Knee injuries are the most common lower limb pathologies in competitive or recreational sports. Post-trauma consequences lead to lower performances and pauses in activity. Moreover, despite specific prevention guidelines, the recurrence rate, whether from a rupture of the ligament graft or a contralateral injury, remains very high.
Based on an experimental network platform developed in collaboration between the universities of Bordeaux, Grenoble, and Marseille, which brings together complementary expertise in movement analysis, signal processing, and mathematical modeling, this thesis project aimed to improve knee injury prevention through a multifactorial approach. Relying on a database of 96 individuals built during the doctoral research, we hypothesized that accounting for multifactorial data related to injury (biomechanical and psychological data) and integrating them into a model based on artificial intelligence algorithms would allow better monitoring of injury progression and recovery over time, particularly to determine the optimal time for returning to sport.

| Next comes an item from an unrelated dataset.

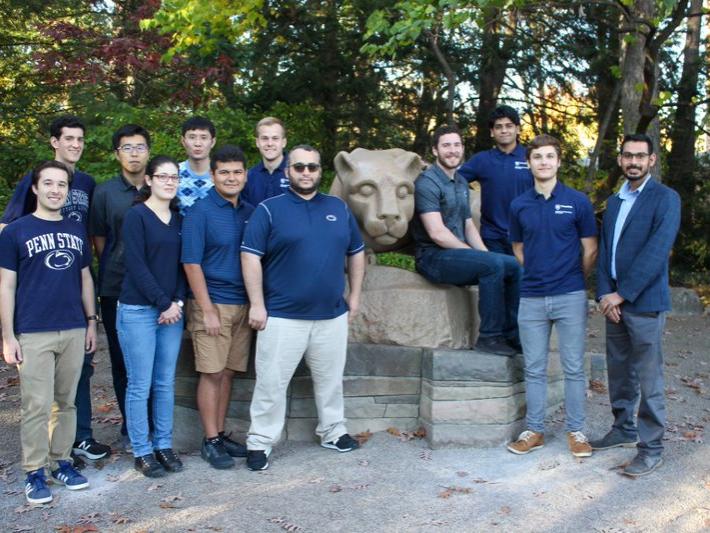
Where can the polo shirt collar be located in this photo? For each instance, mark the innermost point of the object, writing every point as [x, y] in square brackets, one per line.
[626, 193]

The first study highlighted the reproducibility of data obtained from the tests performed. The second study demonstrated that it is possible, using an artificial intelligence model and biomechanical and psychological data, to classify individuals based on their history of knee injury. Finally, the third study showed that using all measurement points rather than characteristic variables allowed artificial intelligence models to achieve better performances. Thus, all these studies highlight the predictive capability of the measurements made during the protocol to recognize knee injury sequelae. Additionally, the use of interpretability algorithms in the second and third studies allowed us to identify the functional variables that most influenced the models in classifying individuals.
This work therefore optimizes the timing of return to sport and the rehabilitation process by recognizing the presence of knee injury sequelae in individuals and identifying the most important functional variables to work on.